What I want is when I run pstree current_process_pid, I want to get below output:

init
`- parent_process
    `- current_process
       |- subprocess_1
       `- subprocess_2

When I run pstree subprocess_1_pid, it will output:

init
`- parent_process
    `- current_process
       `- subprocess_1
1
  • Note: Using -l option of the pstree/ps commands shows long lines with command line arguments of the process. Helpful when you want to trace command line arguments for each process and see which command/script gets triggered (for example figure out which backend scripts are run for a web UI operation).
    – GuruM
    Commented Aug 6, 2013 at 12:50

3 Answers 3

25
# With my psmisc 22.20:
pstree -p -s PID

Maybe if with ps -ef:

awk -vPID=$1 '
function getParent ( pid ) {
    if (pid == "" || pid == "0") return;
    while ("ps -ef | grep "pid | getline) {
        if ($2 == pid) {
            print $8"("$2") Called By "$3;
            getParent($3);
            break;
        }
    }
    close ("ps -ef")
}

BEGIN { getParent(PID) }
'

This is ugly assuming ps output column and order. Actually one single run of ps -ef contains all info needed. This don't worth the time, I still recommend updating psmisc, it won't hurt.
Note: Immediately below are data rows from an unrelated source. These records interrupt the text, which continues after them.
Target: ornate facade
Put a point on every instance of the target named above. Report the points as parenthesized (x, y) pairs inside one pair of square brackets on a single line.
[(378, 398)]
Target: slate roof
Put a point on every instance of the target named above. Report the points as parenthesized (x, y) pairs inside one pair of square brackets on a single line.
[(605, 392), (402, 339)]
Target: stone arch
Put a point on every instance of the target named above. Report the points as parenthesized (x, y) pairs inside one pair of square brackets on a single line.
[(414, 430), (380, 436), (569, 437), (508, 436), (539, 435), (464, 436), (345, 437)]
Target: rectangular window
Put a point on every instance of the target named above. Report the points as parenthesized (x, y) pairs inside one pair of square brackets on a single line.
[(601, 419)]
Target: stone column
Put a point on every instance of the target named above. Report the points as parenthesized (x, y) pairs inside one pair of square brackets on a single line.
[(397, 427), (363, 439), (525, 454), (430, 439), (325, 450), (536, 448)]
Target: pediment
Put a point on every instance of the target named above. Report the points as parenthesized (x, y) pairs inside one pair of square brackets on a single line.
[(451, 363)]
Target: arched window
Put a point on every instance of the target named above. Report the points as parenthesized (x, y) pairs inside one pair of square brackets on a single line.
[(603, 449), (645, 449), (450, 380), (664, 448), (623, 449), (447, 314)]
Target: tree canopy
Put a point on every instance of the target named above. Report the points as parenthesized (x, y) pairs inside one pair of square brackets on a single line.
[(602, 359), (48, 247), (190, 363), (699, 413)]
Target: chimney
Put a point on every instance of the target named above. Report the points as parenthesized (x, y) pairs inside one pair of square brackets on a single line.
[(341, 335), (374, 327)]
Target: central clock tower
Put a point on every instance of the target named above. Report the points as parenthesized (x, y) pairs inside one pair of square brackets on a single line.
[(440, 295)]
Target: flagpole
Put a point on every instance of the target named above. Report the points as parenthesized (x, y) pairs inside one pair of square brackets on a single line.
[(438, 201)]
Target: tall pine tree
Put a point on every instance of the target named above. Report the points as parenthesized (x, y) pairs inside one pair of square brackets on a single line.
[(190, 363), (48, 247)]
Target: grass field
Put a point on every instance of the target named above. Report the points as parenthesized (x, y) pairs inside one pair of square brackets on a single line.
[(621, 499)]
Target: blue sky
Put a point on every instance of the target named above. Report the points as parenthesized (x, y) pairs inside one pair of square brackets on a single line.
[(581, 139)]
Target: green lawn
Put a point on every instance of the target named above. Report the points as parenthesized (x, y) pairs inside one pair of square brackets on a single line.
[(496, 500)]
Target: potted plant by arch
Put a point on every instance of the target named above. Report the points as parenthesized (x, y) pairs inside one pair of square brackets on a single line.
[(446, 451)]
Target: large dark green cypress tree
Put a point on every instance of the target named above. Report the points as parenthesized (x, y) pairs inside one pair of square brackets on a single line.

EDIT: A mimic using single run ps -ef:

ps -ef | awk -vPID=$1 '
function getpp ( pid, pcmd, proc ) {
    for ( p in pcmd ) {
        if (p == pid) {
            getpp(proc[p], pcmd, proc);
            if (pid != PID) printf("%s(%s)───", pcmd[pid], pid);
        }
    }
}

NR > 1 {
    # pid=>cmd
    pcmd[$2] = $8;
    # pid=>Parent
    pproc[$2] = $3;
}

END {
    getpp(PID, pcmd, pproc);
    printf "\n";
    system("pstree -p "PID);
}'
3
  • 3
    -s option not supported by my pstree which installed by psmisc-22.2-7.el5_6.2 Commented Oct 15, 2012 at 4:06
  • 2
    As a mnemonic I remember the args as laps as in pstree -laps <pid> to get the branch with additional information.
    – haridsv
    Commented Sep 21, 2015 at 12:14
  • @MeaCulpa hmm for me pstree -p -s PID doesn't work, but pstree -s -p PID works... on mac
    – lnshi
    Commented Dec 4, 2018 at 4:23
10

I found laps options mentioned by @haridsv (pstree -laps <pid>) being a solution. It was a bit verbose for me though, so I'd stick to a shorter aps output.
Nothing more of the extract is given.